Capítulo 1
SELENA
Me encarei no espelho por alguns momentos me fazendo as mesmas perguntas várias vezes mentalmente.
"É isso que eu quero?"
"Vale a pena correr um risco deste tamanho?"
"Minha morte vai ter válido a pena?".
E todas as perguntas eram acompanhadas com as imagens daquela noite, com as memórias de todas as palavras horríveis que já nos chamaram, com a memória do dia em que fazendeiros Andurianos quebraram as pernas do meu pai só porque ele ficou bravo com um comentário que fizeram sobre mim e com as lembranças daqueles dias em que a fome me deixava imobilizada na cama de tanta dor, então no fim era sempre um "Sim".
Dei uma boa olhada em minhas asas no espelho manchado de nosso pequeno banheiro. Elas tinham uma leve coloração azul mesmo que ainda transparentes, e suas finas veias expostas pareciam formar alguns desenhos xadrez na maioria das vezes. Já me falaram que no passado a leitura de asas era uma prática comum isso até ser banida por ser considerada bruxaria. Tudo que eles não gostavam era chamado de bruxaria
Segundo meu pai os desenhos nas minhas asas e sua cor significavam coragem... Honestamente acho que ele quis dizer insanidade.
Tirei minha camisola e vesti minha roupa intíma junto com meu corpete especifico para fadas que além de apertar meu corpo e diminuir meu busto, também prendia minhas asas as deixando apertadas em uma longa tira de couro sem poder serem movidas, me pergunto como as mulheres unseelie se sujeitam a vestirem tal atrocidade. Por fim vesti o vestido mais formal, dentro do possível, que eu tinha, um lilás desbotado com detalhes em dourado que ia até os tornozelos e mangas longas e justas que cobriam até meus pulsos.
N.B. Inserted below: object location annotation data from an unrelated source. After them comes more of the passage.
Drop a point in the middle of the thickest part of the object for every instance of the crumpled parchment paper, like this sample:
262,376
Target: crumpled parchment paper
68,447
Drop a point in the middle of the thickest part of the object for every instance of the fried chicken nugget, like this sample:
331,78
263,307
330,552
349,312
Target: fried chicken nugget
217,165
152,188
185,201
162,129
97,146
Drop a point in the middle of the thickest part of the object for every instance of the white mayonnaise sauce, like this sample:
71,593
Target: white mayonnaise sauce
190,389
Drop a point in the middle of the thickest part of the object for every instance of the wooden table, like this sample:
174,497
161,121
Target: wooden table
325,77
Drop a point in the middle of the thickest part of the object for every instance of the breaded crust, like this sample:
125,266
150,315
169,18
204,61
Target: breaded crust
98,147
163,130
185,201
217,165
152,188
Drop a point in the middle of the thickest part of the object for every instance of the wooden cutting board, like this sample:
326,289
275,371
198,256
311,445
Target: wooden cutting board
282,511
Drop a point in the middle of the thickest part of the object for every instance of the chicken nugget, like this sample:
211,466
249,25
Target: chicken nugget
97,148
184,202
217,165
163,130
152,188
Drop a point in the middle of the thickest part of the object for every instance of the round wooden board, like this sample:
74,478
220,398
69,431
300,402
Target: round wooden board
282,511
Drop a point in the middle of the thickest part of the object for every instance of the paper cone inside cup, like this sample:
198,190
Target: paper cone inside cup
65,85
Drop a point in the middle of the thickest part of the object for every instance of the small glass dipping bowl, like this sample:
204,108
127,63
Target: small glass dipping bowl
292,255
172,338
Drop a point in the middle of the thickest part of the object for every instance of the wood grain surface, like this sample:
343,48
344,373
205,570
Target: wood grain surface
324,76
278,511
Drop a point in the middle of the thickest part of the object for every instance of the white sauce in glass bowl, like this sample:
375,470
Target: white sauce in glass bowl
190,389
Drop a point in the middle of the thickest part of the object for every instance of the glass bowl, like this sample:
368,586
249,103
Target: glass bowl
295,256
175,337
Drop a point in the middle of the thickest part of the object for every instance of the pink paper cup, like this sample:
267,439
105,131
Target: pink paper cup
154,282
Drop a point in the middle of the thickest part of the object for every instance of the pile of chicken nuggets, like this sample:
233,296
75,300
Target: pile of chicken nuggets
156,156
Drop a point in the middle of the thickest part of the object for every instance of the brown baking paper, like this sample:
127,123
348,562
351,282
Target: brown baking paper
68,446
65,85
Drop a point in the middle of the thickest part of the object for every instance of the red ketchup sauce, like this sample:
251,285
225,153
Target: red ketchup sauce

"Elegante, mas sem parecer uma vagabunda" foi o que a dona Dagda me disse quando eu a mostrei esse vestido, e apesar do linguajar... Peculiar, eu sabia que ela estava certa, aquela roupa se alinhava perfeitamente as regras de bons costumes dos unseelie, sem decote, sem muita pele exposta e nada muito apertado que pudesse definir as curvas do corpo.
As definições unseelie do que uma mulher podia fazer e do que era uma mulher em si me dava vontade de enfiar agulhas nos meus olhos porque pelo amor das rainhas...
Sai do banheiro com a velha porta de madeira fazendo barulho e fui até a cozinha que na verdade também era o quarto que eu e meu pai dividimos que na verdade também era o cômodo principal da casa.
Havia duas camas no meio do cômodo e uma mesa de carvalho na frente das mesmas, e uma lareira que nos aquecia a noite com uma chaminé acima. Um cheiro de vegetais cozidos pairava o ar e na mesa havia pães de ervas duros e...
- Mingau de leite! - exclamei ao ver a sobremesa na vasilha de barro, o doce creme branco coberto com mel era apenas a melhor comida avalonesa possível, e qualquer fada concordaria comigo nisso... Qualquer fada com menos de onze anos no caso.
— Eu sei que é seu favorito então que dia melhor para fazer minha princesa feliz do que no último dia dela em Aine? — disse o homem de pele verde e asas caídas e douradas para mim, ele parecia cansado e eu não fazia ideia de quando ele tinha acordado, mas era teimoso demais para me ouvir e me deixar cuidar da casa.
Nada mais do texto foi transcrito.